In about four weeks my creation will be making its journey from Florida, where Casper Guitar Technologies is located, to Ontario, Canada. Recently Stephen sanded the body and applied the first coat of sealer to the wood, which he lets dry for two days before sanding and re-sealing. This is a time-consuming process since it will be a clear finish, which means being unable to use wood filler to seal the body or to cover any imperfections in the wood. “This process requires time and patience to get it right, but we’re good on the schedule anyway, and so no problems in that regard,” he stated.
The neck is 50% complete, including the neck contour and final fitting, and Stephen will be inserting the frets and dot inlays this week (almost completed at the time of writing this). He applied one coat of lacquer to the entire neck, and from this point he will apply the ID on the back of the headstock (his company logo and serial number of the guitar). Once done Stephen then will apply two more coats of lacquer then wet sand to a nice semi-gloss finish.
Speaking of logos, Stephen has the capability to create a water-slide of any computer graphic, and then transfer it onto the guitar. Once he applies top lacquer the logo remains embedded forever. Because this guitar is one-of-a-kind, and because it is my signature axe, I had Stephen create a logo that will be placed on the body of the guitar, along the top horn, reading BDJ Signature Guitar (enclosed in a circle). Talk about custom finishing touches!
The frets are 6130 Low/Jumbo Nickel Frets - .036” X .106”. I wanted something lower to the fretboard as this will give me extremely low action and “almost endless fret life,” thanks to Stephen’s recommendation. He also noted that “the additional width of the frets gives more material at the crown,” which means longer fret life and longer between re-crowning.

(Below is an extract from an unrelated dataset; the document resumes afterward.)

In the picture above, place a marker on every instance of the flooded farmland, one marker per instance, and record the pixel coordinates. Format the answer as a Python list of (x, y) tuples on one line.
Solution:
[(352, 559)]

The Schaller Bridge and Upgrade Block arrived last week as well. We picked the bridge type since we both feel they are the best developed relative to my needs, but I was not aware of the ‘upgrade block.’ Stephen explained: “I do the upgrade not only because of the additional sustain these things provide, but due to the fact that my bodies are routed in such a way that a standard 42mm block would protrude from the back of the guitar by about 5mm. This is not acceptable so I reduce the length of the block while increasing the mass, thus adding mass and sustain.” The blocks are milled from single blocks of AAAA Bell Brass and really ring when installed as a tremolo block, and Stephen highly recommends the upgrade to any Floyd Rose or Schaller tremolo. Apparently those blocks are “incredible,” and so I cannot wait to try out this guitar!
The other hardware, including tuners, has been ordered and is on its way. About the only things left are the pickup installation (waiting on the Shadow Electronics’ E-Tuner mechanism) and the curing assembly process, which Stephen describes as “boring and uneventful, like watching paint dry.” As the finish cures, he’ll be completing the hardware acquisitions and will document them for me as well.
A few other finishing touches include Dunlop Strap-Locks and rosewood volume/tone knobs. I decided on adding wood knobs since the guitar will have a natural finish and I thought wood knobs would add to the ‘customized’ appearance.
To provide contrast in the woods (the body is a light swamp ash), I’m matching the knobs to the rosewood fretboard. These need to be the screw-on type so they can be fastened and sealed to prevent falling off. Stephen recommended the screw-ons since the press-on types can fall off due to wood expanding in climates that see extreme weather changes (from cold/snow to hot/humid), which expansion usually occurs over the initial 6-8 month period. Besides, my electronics involve a push-pull potentiometer system and it sometimes doesn’t take much for knobs to pop off at the most inopportune times.